Miss Carfagna is a former Miss Italy co
ntestant, and a model who has posed topless on many occasions. As a member of the most right-wing government Italy has seen since the 1930s – a gimcrack alliance of corrupt tycoons, open racists, blatant misogynists, unrepentant Mussolini-worshippers, and reactionary northern nationalists – she says that she is strongly in favour of "family values", and is proud that none of her pictures were "erotic". But alas, I am afraid I know quite a few men, and perhaps some women, who would not feel that way about the image of her gleaming, near-naked bottom helpfully published yesterday in the Daily Record amid a welter of coverage far more extensive than any ever given in Britain to a serious European equality minister.

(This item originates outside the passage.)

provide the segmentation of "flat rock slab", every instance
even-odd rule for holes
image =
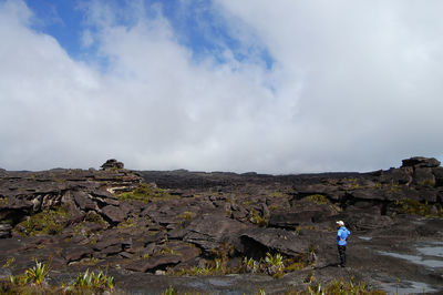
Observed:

And then there is the other story, which concerns a report on the exploitation of vulnerable workers published earlier this week by the British Trades Union Congress. According to this report, more than two million people in Britain are now trapped in a cycle of low pay, poor working conditions and severe exploitation by employers who will not concede even the most basic rights to sick leave or holiday, and who do not, if they can avoid it, even pay the minimum wage. All the members of the Commission of Inquiry expressed shock at the levels of misery, exploitation and casual law-breaking they discovered.

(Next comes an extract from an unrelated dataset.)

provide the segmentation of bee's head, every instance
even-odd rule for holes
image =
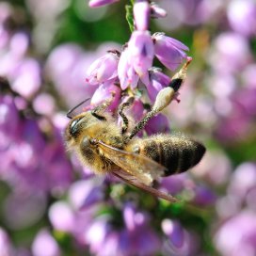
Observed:
[[[80,114],[69,122],[65,131],[65,138],[67,141],[75,139],[85,126],[85,114]]]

But did you read much in the press, or see much on the television news, about the TUC report? Alas, barely anything, for this is dull and depressing stuff, is it not, far less fun than Miss Carfagna's bottom, or even Boris Johnson's hair. As it happens, the present Labour government – at least until its disastrous error over the 10p tax rate – had done many things to help Britain's lowest-paid workers, from the introduction of the minimum wage to the setting-up of a vigorous new regulatory body for agricultural gangmasters, which this week began revoking licences in earnest. But as many commentators are beginning to observe, real policies affecting real people no longer have much to do with a party's political fortunes. What matters is not Right or Left, fascist or socialist, coherent or confused. What matters now is whether you are old and tired, or new and sexy, whether you are a bit of a bore, or the Next Big Thing.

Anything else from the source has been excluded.